Lastly, we can assure you that we will be at your disposal 24/7 and we will help you regain access to your account or SIM card as quickly as possible.
Have a good one!
-Sergiu, Community Moderator0 -
I already have my account back, thankfully I was not sleeping and realised soon enough what was happening.
I always use unique generated passwords and obviously don't click on anything I shouldnt be.
It shouldnt be that easy to simswap an user. There's no way the hacker got access to my credit card used on file as it's a fairly new one (used to verify identity on fizz chat)
Can this be escalated as I need more info for the police report.
0 -
I'm not too sure how this is happening as well because for standard number ports we need to reply to the text to approve porting the number. unless they bribed an employee who was working for the company to directly change the sim for them.
I dont think there is anything we can do to prevent things like this from our end. As far as I'm aware, sim swap tricks the customer service agents into switching the sim. So it may be possible your data was hacked and leaked somewhere to allow them to do this. Keep in mind that if they changed your account passwords as well, they must be aware of certain other information you have. I would look into getting a identity theft/fraud alert service.
0 -
Will do, thank you very much for your input.
0 -
It's a shame we still use text 2FA as it's unsafe.
If you're able to, swap the services you do use over to TOTP if it's available.
I recommend the app Aegis as it works for every service that doesn't implement their own TOTP algorithm (Steam being the outlier). Google and Microsoft will "fight" you (annoying extra steps) to use your own app but TOTP is standardized so they will let you use any app so long as you have the QR scan parameters.
1 -
Thanks for the advice, I changed 2FA everywhere I could think of.

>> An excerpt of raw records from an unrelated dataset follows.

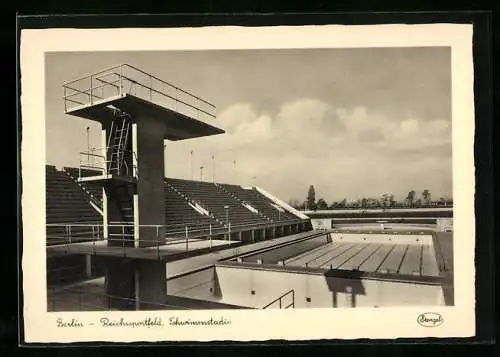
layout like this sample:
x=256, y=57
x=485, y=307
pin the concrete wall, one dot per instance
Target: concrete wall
x=444, y=224
x=256, y=288
x=237, y=284
x=321, y=223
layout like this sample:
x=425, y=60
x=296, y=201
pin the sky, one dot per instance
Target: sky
x=351, y=122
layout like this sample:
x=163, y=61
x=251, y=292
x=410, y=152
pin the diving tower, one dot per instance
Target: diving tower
x=137, y=111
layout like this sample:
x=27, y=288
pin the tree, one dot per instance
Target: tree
x=321, y=205
x=410, y=199
x=426, y=195
x=311, y=198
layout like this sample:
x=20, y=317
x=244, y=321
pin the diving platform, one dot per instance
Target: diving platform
x=142, y=96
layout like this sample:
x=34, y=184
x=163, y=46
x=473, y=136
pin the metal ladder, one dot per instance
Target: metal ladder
x=118, y=144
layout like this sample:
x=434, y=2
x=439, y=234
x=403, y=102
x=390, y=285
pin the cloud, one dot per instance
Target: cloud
x=343, y=152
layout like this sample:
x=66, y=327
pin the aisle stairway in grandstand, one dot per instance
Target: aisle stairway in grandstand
x=92, y=189
x=67, y=203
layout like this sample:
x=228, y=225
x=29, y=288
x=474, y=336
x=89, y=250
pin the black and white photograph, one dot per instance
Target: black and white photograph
x=248, y=179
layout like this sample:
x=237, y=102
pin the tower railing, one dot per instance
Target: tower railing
x=125, y=79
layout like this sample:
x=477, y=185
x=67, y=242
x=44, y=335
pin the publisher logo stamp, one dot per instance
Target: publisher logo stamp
x=430, y=319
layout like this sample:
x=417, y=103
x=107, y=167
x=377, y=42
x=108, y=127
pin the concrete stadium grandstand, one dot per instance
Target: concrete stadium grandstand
x=122, y=236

I knew it wasn't safe but didn't think it could happen so easily.
0 -
There is nothing that you can do beside stop using 2FA.
As mentioned by wehnan, you supposed to receive an sms to approve the port out and you did not.
Fizz needs to do their owner internal investigation.
2 -
I tend to believe it was a sim swap instead of a number port, well according to chat support. I wish an email or sms was sent when a sim is replaced. As far as I know e-sim is not supported by sim, so they would need an actual Fizz sim card? Is it safe to assume that if that's the case, it's most likely someone locally?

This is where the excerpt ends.